Selon les 30 pages du texte intitulé Celles qui comptent, 1 % des plus riches posséderaient plus du double des richesses cumulées de 92 % de la population (soit 6,9 milliards de personnes), et les 22 plus fortunés réuniraient à eux seuls davantage que l'ensemble des femmes africaines.

"Si vous aviez mis de côté 10 000 dollars par jour depuis l'édification des pyramides, vous auriez cumulé seulement un cinquième de la fortune moyenne des cinq milliardaires les plus riches", explique l'organisation. De quoi donner le vertige. Et susciter l'indignation.

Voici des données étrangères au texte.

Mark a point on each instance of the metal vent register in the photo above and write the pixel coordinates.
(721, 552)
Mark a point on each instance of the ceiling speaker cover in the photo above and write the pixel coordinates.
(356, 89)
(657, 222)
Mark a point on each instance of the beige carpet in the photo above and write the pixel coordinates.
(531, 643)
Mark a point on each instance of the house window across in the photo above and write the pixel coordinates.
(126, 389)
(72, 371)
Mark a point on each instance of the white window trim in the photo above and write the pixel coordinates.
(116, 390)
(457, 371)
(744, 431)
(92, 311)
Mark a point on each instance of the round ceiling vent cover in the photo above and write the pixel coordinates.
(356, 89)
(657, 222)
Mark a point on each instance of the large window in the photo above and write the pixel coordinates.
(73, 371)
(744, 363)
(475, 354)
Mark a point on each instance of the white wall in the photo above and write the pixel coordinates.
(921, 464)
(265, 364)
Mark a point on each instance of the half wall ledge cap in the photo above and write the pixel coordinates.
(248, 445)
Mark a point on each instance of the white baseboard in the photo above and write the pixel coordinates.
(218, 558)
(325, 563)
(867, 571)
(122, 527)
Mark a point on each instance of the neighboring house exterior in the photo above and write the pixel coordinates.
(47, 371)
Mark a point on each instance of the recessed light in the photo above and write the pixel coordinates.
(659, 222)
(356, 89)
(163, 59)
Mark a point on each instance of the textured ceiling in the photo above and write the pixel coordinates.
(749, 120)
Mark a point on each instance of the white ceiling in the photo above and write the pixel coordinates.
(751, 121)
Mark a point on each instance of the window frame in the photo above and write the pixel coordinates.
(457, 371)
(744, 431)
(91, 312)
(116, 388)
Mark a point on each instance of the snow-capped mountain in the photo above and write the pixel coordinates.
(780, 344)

12,5 milliards d'heures non rémunérées


Cette situation se nourrirait ainsi principalement du patriarcat : "Ce clivage profond s'appuie sur un système économique sexiste et injuste qui valorise davantage la richesse d'une minorité privilégiée, constituée d'hommes principalement, plutôt que les milliards d'heures de travail de soin - non rémunéré ou peu rémunéré - des femmes et des filles dans le monde". 12,5 milliards d'heures exactement, entre la cuisine, le nettoyage et les allers-retours pour aller chercher le bois de chauffage ou l'eau, que réalisent de nombreuses femmes sans toucher de salaire.

Un temps qui, s'il était rémunéré, équivaudrait à au moins 10 800 milliards de dollars par an, soit "trois fois la valeur du secteur des technologies à l'échelle mondiale", poursuit l'Oxfam, elle-même évaluée à 3 200 milliards annuels par la société Forrester, spécialisée en études de marché dans le domaine. Un temps qui n'est ni consacré à un travail aux revenus décents, ni à l'école, puisque le rapport prend en compte les femmes et les filles âgées de 15 ans et plus.

La solution ? Bâtir un monde plus féministe

Les femmes les plus touchées sont les habitantes des pays à bas revenus (en développement ou sous-développés) avec 14 heures de travail non rémunéré par jour en moyenne selon le rapport. Mais ces inégalités de genre sévissent également dans les pays développés. Denise Byrnes, directrice générale chez Oxfam Québec, rappelle notamment dans une interview avec Le Devoir la précarité dans laquelle vivent beaucoup de proches aidantes québécoises, et lance un constat alarmant : "Si demain matin, toutes les femmes arrêtaient leur travail domestique, parental ou de soutien aux proches, des piliers entiers de l'économie seraient paralysés".

La solution mise en avant par l'ONG : bâtir un monde plus féministe. Investir dans les services publics et s'attaquer à la déréglementation financière, aux systèmes fiscaux partiaux et aux règles facilitant l'évasion fiscale. Elle calcule d'ailleurs qu'en imposant de 0,5 % de plus les 1 % les plus riches pendant les dix prochaines années, on pourrait créer 117 millions d'emplois dans les domaines de l'éducation, de la santé et de l'accompagnement des personnes âgées, où les femmes oeuvrent en majorité.

Le forum économique de Davos, dans les Alpes suisses, débute ce mardi 21 janvier jusqu'au 24 janvier, et sera articulé autour du thème "un monde plus solidaire et durable". Espérons que les 2800 participant.es, parmi lesquel·les Donald Trump ou encore Greta Thunberg, entendent réellement les conclusions de l'ONG.